The initiative also will support clinical trials, in partnership with pharmaceutical companies, to test combinations of targeted therapies that are based on a tumor's molecular signature. It also plans to develop solutions to drug resistance that commonly limit the effectiveness of targeted therapies and develop approaches that can assess response to therapy.
DATA, DATA, DATA
There is no doubt that the project will contribute an enormous amount of data. Therefore, being able to harness and mine the utility of big data will be critical for innovative drug development going forward. Yet reducing massive databases into byte-sized pieces that are both meaningful and actionable represents an enormous leap, and we are only just beginning to figure out how to take the first steps in that process.
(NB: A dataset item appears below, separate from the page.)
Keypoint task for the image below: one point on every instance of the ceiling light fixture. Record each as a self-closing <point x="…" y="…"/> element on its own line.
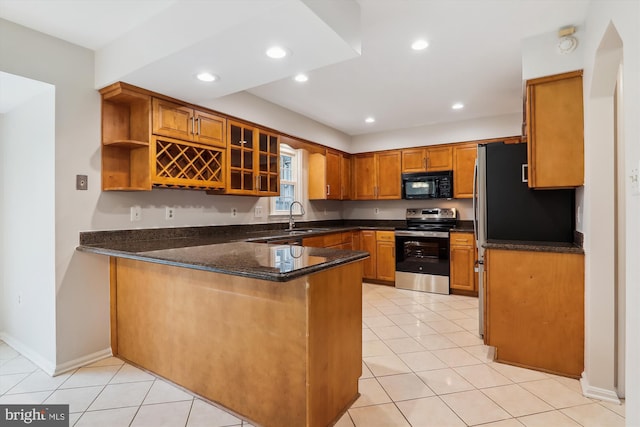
<point x="207" y="77"/>
<point x="276" y="52"/>
<point x="419" y="44"/>
<point x="567" y="43"/>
To that end, the NIH has established the Big Data to Knowledge Centers of Excellence program designed to improve the ability of the research community to use increasingly large and complex datasets through the development and distribution of innovative approaches, methods, software and tools for data-sharing, integration, analysis and management.
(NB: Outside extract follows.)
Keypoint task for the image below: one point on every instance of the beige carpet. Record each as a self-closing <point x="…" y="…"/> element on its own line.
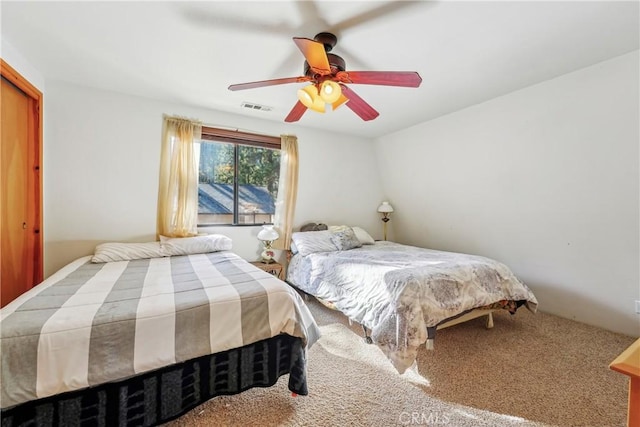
<point x="529" y="370"/>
Also, because more and more medical and research centers are sequencing the DNA of whole genomes, millions of DNA differences in genes and the regions between the genes are detected. However, doctors struggle to know which of those variants are relevant to disease and to a patient's medical care. As a result, their utility isn't very high, Collins said. That is why the Clinical Genome Resource (Clingen) is being developed where investigators will design and implement a framework for evaluating which variants play a role in disease and finding those that are relevant to patient care. Those experts will, in effect, assign levels of confidence to the information of the various variants that are identified.
The FDA has also been working on how big data solutions will cope with more than 80 million genetic variants that may or may not affect a person's health or risk of disease. (See BioWorld Today, Aug. 7, 2015.)
Enter precisionFDA, a cloud-based approach to advanced genomics research that provides the big data analytics foundation to support personalized medicines. Launched this month, it is a planned community that will create an environment for next-generation sequencing test developers, researchers and others to work together to test, pilot and validate new approaches, advancing the science to develop the standards and tools that will serve as the infrastructure for precision medicine. While the precisionFDA project notes it does not serve a regulatory role, it is expected to generate knowledge to inform future regulatory pathways and decision making.
Daryl Pritchard, vice president, science policy at the Washington-based Personalized Medicine Coalition, commented, "PrecisionFDA is an encouraging effort to engage the personalized medicine community in its decision-making processes. Keeping up with scientific advancements in personalized medicine is difficult, but FDA is addressing the challenge."
With big data now taking center stage in the whole drug discovery ecosystem, expect to see significant progress in precision medicine in 2016 and beyond. Maybe Collins' prediction for the market roll-out of gene-based designer drugs for a long list of diseases by 2020 won't be far off the mark after all.